Hier wird ebenfalls die Betreuung durch Erzieher und Sozialpädagogen rund um die Uhr gewährleistet. Die Zielgruppe sind aber ältere Jugendliche, die verselbstständigt werden sollen. Die Jugendlichen haben in einem Haus jeweils ihren eigenen Bereich und werden nur noch stundenweise von Erziehern oder Sozialpädagogen aufgesucht. Eine besondere Form des betreuten Wohnens ist die Mutter-Kind-Betreuung. Hier leben die minderjährigen Mütter mit ihren Kindern in der Einrichtung und bekommen Unterstützung bei der Versorgung und Erziehung ihres Kindes. Sie können auch ihre Schul- und Berufsausbildung weiterführen, da die Mitarbeiter sich während ihrer Abwesenheit um die Kinder kümmern.

Kurzzeitunterbringung

Hier werden die Kinder lediglich für kurze Zeit von dem Erziehungsberechtigten getrennt, um sie lediglich räumlich zu trennen und eine verfahrene Situation zu entspannen. Ziel ist es, den Hilfebedarf abzuklären und mögliche Lösungen zu finden. Die Dauer dieser Kurzzeitunterbringung beträgt ein paar Tage bis zu mehreren Wochen.

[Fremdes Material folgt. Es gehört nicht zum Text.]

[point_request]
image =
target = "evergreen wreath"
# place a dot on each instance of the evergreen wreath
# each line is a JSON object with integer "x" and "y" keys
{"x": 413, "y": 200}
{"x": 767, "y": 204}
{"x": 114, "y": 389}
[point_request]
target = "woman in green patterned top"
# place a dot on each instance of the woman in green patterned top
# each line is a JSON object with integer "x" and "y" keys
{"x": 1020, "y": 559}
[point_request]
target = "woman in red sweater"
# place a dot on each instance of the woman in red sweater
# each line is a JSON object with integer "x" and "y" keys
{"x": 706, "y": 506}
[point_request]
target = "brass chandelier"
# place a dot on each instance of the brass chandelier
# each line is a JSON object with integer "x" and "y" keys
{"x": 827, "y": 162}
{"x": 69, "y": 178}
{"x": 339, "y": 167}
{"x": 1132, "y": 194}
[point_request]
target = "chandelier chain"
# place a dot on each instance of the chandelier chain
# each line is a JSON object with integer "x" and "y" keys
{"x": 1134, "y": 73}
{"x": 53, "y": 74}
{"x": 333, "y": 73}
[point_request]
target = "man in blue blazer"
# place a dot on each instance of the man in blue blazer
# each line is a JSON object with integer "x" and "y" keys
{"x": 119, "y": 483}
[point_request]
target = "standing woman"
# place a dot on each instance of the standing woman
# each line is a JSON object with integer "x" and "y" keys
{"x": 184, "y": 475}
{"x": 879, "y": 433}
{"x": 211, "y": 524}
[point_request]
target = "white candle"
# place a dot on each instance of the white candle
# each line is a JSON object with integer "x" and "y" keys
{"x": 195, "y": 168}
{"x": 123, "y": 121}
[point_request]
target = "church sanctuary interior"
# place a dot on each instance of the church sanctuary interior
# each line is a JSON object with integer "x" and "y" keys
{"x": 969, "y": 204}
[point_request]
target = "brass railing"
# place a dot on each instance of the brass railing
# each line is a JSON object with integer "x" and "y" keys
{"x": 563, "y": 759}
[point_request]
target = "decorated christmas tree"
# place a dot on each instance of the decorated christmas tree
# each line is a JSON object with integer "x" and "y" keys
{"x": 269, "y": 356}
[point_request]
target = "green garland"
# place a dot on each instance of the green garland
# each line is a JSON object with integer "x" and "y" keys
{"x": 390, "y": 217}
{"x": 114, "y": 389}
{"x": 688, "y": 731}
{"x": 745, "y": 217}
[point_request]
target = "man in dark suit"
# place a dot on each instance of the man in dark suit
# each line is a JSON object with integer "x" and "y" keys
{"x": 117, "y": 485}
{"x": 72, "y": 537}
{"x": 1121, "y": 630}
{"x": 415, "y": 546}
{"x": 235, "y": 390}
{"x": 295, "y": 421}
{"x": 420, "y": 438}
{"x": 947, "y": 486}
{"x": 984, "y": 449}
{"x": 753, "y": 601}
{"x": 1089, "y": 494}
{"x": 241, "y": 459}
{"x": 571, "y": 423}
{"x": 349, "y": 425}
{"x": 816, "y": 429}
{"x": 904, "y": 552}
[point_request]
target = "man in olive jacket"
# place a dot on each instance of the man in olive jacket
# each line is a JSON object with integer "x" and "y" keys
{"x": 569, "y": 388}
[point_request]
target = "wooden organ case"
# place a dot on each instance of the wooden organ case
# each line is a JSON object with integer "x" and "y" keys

Geschlossene Unterbringung

Der wesentliche Unterschied zu den anderen Formen der Heimerziehung ist, dass die Kinder und Jugendlichen mit richterlicher Genehmigung in einem geschlossenen Heim untergebracht werden. In diesen Einrichtungen sind Fenster, Türen, etc. gegen die Flucht gesichert. Die Jugendlichen werden in diesen Einrichtungen untergebracht, wenn sie eine Gefahr für sich oder andere darstellen oder oft strafrechtlich in Erscheinung getreten sind. Der Aufenthalt beträgt ein halbes bis zu einem ganzen Jahr.

Aufgrund der starken Kritik dieses Systems, ist die Anzahl dieser Einrichtungen stark rückläufig. In Deutschland sind aktuell nur noch ca. 150 Jugendliche in einer solchen Einrichtung untergebracht.

1.2 Soziale Integration

Ein Ziel der Heimerziehung ist, dass die Jugendlichen nach ihrer Entlassung aus dem Heim in einen Region integriert werden. Das setzt aber voraus, dass sie während ihres Aufenthaltes schon regelmäßige Kontakte zu den Menschen der Umgebung haben. Wenn die Jugendlichen wenige positive Erfahrungen mit ihrer Umgebung machen, steigt die Angst vor dem Verlassen des Heimes. Das bedeutet, dass der Standort des Heimes ausschlaggebend für die erfolgreiche Integration der Jugendlichen ist. Es können/ sollten Häuser in Wohngegenden gemietet oder gekauft werden, die ein durchschnittliches Lebensniveau repräsentieren.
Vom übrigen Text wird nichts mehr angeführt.